An article in the Sunday, March 15 edition of The Birmingham News, entitled “Lots crumble and mud flows”, discusses some of the complications resulting from the plethora of unfinished housing projects that have been put on hold in the current economic crisis. The problems include excessive runoff and mud flows, crumbling roads without a final seal coat, empty houses in various stages of construction, construction debris posing safety hazards, and other various forms of pollution. Curiously, nowhere in the article does its author acknowledge that most of these housing construction projects are the result of a housing bubble. That is to say, too many houses have been built or contracted to be built, and with a combination of excessively high prices and the lack of demand for houses, these unfinished new developments are causing all kinds of unintended consequences to the environment and to the well-being of nearby property owners.
Our supposedly “progressive”, forwarding-thinking leaders in Washington want to stimulate the building of even more housing, and continue the vicious cycle of more inflation and more bubbles. It seems to me, though, that progressives who care about the environment and land conservation should be showing not only a concern for the toll these projects are having on the environment, but also should be considering the positive benefits of a true, free-market approach to housing on the environment.

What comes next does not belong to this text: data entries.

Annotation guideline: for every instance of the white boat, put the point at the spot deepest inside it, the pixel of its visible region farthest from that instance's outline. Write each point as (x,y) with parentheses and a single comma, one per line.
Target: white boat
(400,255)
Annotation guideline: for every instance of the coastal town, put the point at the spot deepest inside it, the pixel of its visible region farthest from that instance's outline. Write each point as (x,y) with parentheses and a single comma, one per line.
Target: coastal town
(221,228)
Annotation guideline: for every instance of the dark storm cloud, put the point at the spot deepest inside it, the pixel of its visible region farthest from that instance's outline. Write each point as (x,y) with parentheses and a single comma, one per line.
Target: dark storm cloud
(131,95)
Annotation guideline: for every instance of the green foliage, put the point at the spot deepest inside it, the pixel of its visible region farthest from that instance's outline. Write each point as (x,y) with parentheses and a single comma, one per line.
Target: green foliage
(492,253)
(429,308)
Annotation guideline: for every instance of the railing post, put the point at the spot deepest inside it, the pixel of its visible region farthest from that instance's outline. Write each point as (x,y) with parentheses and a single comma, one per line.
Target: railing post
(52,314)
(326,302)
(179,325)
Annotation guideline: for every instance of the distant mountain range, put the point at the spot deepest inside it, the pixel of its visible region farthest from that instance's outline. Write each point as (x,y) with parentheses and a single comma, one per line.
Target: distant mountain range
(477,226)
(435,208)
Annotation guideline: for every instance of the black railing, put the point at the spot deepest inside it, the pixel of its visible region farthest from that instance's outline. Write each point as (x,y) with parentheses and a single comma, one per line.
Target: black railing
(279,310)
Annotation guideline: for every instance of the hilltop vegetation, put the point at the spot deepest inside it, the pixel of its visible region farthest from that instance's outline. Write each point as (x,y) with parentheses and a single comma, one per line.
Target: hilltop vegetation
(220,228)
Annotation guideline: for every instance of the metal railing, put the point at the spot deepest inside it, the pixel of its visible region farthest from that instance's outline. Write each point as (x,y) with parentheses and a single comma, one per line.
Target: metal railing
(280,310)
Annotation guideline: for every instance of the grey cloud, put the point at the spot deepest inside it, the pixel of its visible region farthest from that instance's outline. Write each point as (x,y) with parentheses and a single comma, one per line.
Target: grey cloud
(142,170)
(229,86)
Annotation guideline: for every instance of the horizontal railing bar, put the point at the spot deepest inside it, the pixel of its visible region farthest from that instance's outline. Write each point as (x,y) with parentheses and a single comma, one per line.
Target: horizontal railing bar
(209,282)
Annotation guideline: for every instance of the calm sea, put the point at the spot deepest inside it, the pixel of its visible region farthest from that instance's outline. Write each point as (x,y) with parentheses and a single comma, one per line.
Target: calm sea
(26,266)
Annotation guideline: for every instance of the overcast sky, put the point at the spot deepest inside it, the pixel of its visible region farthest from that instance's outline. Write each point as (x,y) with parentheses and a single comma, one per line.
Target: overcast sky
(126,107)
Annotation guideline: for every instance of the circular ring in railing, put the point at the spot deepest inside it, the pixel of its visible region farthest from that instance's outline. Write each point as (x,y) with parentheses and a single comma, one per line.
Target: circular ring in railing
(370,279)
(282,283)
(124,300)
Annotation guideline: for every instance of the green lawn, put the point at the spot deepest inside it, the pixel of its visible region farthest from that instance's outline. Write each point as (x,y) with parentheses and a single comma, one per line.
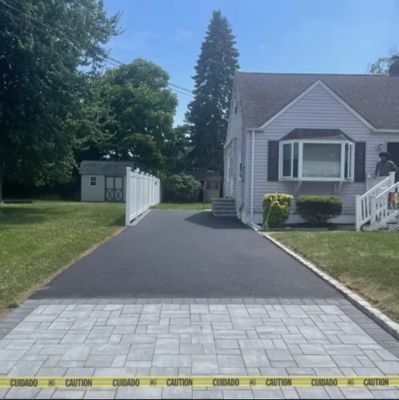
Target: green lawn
(367,262)
(183,206)
(38,239)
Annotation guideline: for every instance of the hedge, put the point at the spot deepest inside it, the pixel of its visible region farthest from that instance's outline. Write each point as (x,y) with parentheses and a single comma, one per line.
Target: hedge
(318,209)
(276,209)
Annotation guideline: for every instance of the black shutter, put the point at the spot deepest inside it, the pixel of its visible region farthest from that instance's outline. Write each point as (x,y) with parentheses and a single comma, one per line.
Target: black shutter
(272,163)
(360,161)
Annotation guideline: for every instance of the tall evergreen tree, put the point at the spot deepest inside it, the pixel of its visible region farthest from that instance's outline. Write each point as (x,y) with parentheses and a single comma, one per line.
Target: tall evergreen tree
(208,112)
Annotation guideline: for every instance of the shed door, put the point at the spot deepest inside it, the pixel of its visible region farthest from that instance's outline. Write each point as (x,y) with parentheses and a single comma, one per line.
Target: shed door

We first have to call to mind that we do not have a true free-market economy in our country. What we have is a market economy that is distorted by the creation of credit out of thin air by a central bank, which of course is the Federal Reserve. The creation of money and credit out of thin air (as opposed to responsible use of credit through a reliance on savings and proper capital investment), leading to excessively low interest rates, always leads to distortions in the economy that are referred to as bubbles. We are coming out of such a bubble, known to us as the housing bubble. If we had a true, free-market economy without the distortions of a central bank creating credit out of thin air, we would not be having these bubbles. Likewise, we would be suffering a lot less of the kinds of environmental problems and pollution associated with these unfinished projects cited in the Birmingham News article.